No entanto, a publicidade veiculada pela Jovem Pan esbarra em outros aspectos legais. A Constituição Federal, em seu artigo 227, afirma que a manutenção dos direitos das crianças são uma obrigação que deve ser compartilhada entre toda a sociedade, enquanto o Estatuto da Criança e do Adolescente (lei nº 8.069/1990) afirma que a infância precisa ser preservada em qualquer tipo de relação, inclusive em casos comerciais.

O Código de Defesa do Consumidor (lei nº 8.078/1990) é explícito ao dizer que direcionar publicidade para o público infantil é uma prática abusiva e ilegal, independentemente do tipo de serviço. Mais recentemente, o Marco Legal da Primeira Infância (lei nº 13.257/2016) determinou a proteção da criança contra toda forma de violência e pressão consumista, prevendo a adoção de medidas que evitem a exposição precoce de menores de idade à comunicação mercadológica.

Ação de merchandising durante o Morning Show, da Jovem Pan News
Vinícius Moura e Paulo Mathias apresentam o tônico milagroso com uma merchandete da Ervik (foto: Reprodução/JP News)

Emissora se defende

Em nota enviada para a reportagem do TV Pop na noite de terça-feira, a assessoria de imprensa da Jovem Pan News defendeu a ação publicitária veiculada pelo Morning Show. “A veiculação ocorreu em concordância ao Estatuto da Criança e do Adolescente, e sendo o produto regulamentado pela Anvisa”, afirmou o canal de notícias. O posicionamento da empresa, no entanto, não condiz com a realidade. O Tônico Capilar Hairvik nunca foi aprovado pela Anvisa, assim como todos os outros produtos comercializados pela Ervik.
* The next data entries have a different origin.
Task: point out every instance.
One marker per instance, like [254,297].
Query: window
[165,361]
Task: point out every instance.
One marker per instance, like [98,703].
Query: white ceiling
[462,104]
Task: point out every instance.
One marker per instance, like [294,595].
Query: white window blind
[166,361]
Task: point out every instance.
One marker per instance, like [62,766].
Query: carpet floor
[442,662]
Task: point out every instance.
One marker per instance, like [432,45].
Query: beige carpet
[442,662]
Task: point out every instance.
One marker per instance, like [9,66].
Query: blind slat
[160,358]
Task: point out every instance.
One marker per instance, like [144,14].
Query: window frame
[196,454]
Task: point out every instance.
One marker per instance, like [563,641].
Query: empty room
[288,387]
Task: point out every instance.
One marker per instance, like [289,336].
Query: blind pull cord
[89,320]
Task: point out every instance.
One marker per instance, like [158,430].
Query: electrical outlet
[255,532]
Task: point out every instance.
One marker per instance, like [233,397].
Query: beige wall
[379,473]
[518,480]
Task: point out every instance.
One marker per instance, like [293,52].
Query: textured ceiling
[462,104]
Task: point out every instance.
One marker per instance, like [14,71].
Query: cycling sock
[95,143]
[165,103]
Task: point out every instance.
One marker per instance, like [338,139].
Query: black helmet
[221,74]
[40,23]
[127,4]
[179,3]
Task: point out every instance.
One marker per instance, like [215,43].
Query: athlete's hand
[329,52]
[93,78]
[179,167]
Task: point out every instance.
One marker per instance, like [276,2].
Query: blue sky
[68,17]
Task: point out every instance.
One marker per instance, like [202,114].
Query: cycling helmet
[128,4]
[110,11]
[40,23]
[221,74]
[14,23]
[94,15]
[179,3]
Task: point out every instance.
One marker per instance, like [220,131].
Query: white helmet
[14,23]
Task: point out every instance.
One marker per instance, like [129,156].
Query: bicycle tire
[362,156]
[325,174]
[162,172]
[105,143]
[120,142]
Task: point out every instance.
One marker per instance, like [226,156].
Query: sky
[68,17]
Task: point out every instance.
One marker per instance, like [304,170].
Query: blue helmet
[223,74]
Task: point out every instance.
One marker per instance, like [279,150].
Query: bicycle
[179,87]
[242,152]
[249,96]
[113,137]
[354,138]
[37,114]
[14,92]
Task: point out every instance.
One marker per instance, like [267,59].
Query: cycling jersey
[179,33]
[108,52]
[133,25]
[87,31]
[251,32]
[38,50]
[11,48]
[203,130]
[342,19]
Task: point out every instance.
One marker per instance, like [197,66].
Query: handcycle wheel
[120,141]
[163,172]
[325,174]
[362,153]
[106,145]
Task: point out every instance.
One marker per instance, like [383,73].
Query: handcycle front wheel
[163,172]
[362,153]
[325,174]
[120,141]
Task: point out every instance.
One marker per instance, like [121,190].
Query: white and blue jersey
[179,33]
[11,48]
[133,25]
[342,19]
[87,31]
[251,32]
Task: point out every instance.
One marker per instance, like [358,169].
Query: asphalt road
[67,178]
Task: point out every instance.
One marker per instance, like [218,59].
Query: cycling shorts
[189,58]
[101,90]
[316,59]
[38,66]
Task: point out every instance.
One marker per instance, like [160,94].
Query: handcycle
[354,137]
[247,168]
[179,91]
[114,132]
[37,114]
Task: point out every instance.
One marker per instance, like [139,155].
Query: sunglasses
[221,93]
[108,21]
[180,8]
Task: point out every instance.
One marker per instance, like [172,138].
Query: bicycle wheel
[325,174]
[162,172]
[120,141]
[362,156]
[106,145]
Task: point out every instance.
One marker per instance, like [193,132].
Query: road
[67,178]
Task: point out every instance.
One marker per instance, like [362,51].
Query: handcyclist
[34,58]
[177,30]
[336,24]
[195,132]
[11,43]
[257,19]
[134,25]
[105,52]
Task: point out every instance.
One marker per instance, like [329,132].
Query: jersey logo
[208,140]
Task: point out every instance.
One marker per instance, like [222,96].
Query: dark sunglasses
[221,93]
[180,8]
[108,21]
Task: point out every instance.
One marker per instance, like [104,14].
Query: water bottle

Dentro de sua página oficial, a Anvisa disponibiliza uma ferramenta pública que possibilita a checagem de itens enviados para a apreciação da agência, através do envio do nome do produto ou através do CNPJ da respectiva empresa. Em seu site, a Ervik Comércio de Produtos de Saúde e Beleza Eireli diz operar com o CNPJ 35.420.481/0001-79. Este número, no entanto, nunca fez o envio de produto algum para a avaliação e regulamentação do órgão governamental.

A reportagem também fez insistentes testes pesquisando por Hairvik na plataforma de checagem de nomes comerciais submetidos para a análise da Anvisa. O resultado, porém, sempre foi o mesmo. De acordo com o órgão, “não há registro” de nenhum produto com este nome em nenhuma das categorias monitoradas.